Sharp joined the Mavericks again for the 2025 NBA Summer League. On October 18, 2025, he was waived by the Mavericks after signing an Exhibit 10 contract. On March 20, 2026, Sharp had 18 points, 12 rebounds, and 8 blocks on a 110–103 loss to the Iowa Wolves. On April 2, 2026, Sharp won the Defensive Player of the Year for the 2025–2026 season.

===Vaqueros de Bayamón (2026)===

On April 1, 2026, Sharp signed with the reigning champions Vaqueros de Bayamón of the Baloncesto Superior Nacional. In his debut, he made history by becoming the tallest player to play in the Baloncesto Superior Nacional, taking the title from former NBA player Peter John Ramos (7’4”). His best performance came on April 5, 2026, when he recorded 10 points, 6 rebounds, and 4 blocks in a 86–79 victory over the Indios de Mayagüez. On April 23, 2026, Sharp departed Bayamón and was subsequently replaced by two-time NBA champion Damian Jones.

In July 2026, Sharp joined the Sacramento Kings for the California Classic portion of the 2026 NBA Summer League. He also played with Toronto Raptors in the Las Vegas Summer League, where he averaged 7.4 points, 7.4 rebounds, and 2.8 blocks per game.

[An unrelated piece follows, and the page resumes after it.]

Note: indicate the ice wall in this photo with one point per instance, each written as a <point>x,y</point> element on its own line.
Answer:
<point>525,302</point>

On July 21, 2026, Sharp signed a two-way contract with the Los Angeles Clippers. He was waived by the Clippers on September 25, just prior to training camp.

==Career statistics==

===College===

| Year | Team | GP | GS | MPG | FG% | 3P% | FT% | RPG | APG | SPG | BPG | PPG |
|---|---|---|---|---|---|---|---|---|---|---|---|---|
| 2019–20 | John A. Logan | 33 | 13 | – | .641 | .000 | .380 | 5.0 | .2 | .3 | 3.7 | 5.5 |
| 2020–21 | John A. Logan | 24 | 16 | – | .559 | .500 | .582 | 7.3 | .7 | .2 | 5.8 | 7.7 |
| 2021–22 | Western Kentucky | 32 | 28 | 28.0 | .726 | .000 | .397 | 7.6 | .3 | .8 | 4.6 | 8.2 |
| 2022–23 | Western Kentucky | 32 | 32 | 28.5 | .628 | .000 | .500 | 7.7 | .2 | 1.0 | 4.1 | 7.4 |
| 2023–24 | Ole Miss | 31 | 15 | 15.8 | .594 | .000 | .526 | 4.1 | .6 | .6 | 2.4 | 3.3 |
| Career |  | 152 | 104 | 24.2 | .630 | .125 | .477 | 6.5 | .4 | .5 | 4.1 | 6.4 |

===Baloncesto Superior Nacional===

| Year | Team | GP | GS | MPG | FG% | 3P% | FT% | RPG | APG | SPG | BPG | PPG |
|---|---|---|---|---|---|---|---|---|---|---|---|---|
| 2026 | Bayamón | 5 | 1 | 13.3 | .684 | .000 | .429 | 3.4 | .2 | .4 | 2.0 | 6.4 |

==Personal life==
In April 2024, Sharp was charged with aggravated assault for firing a gun while a vehicle was being repossessed. No one was injured in the incident. Sharp was taken into custody and was given a $100,000 bond by a municipal court judge.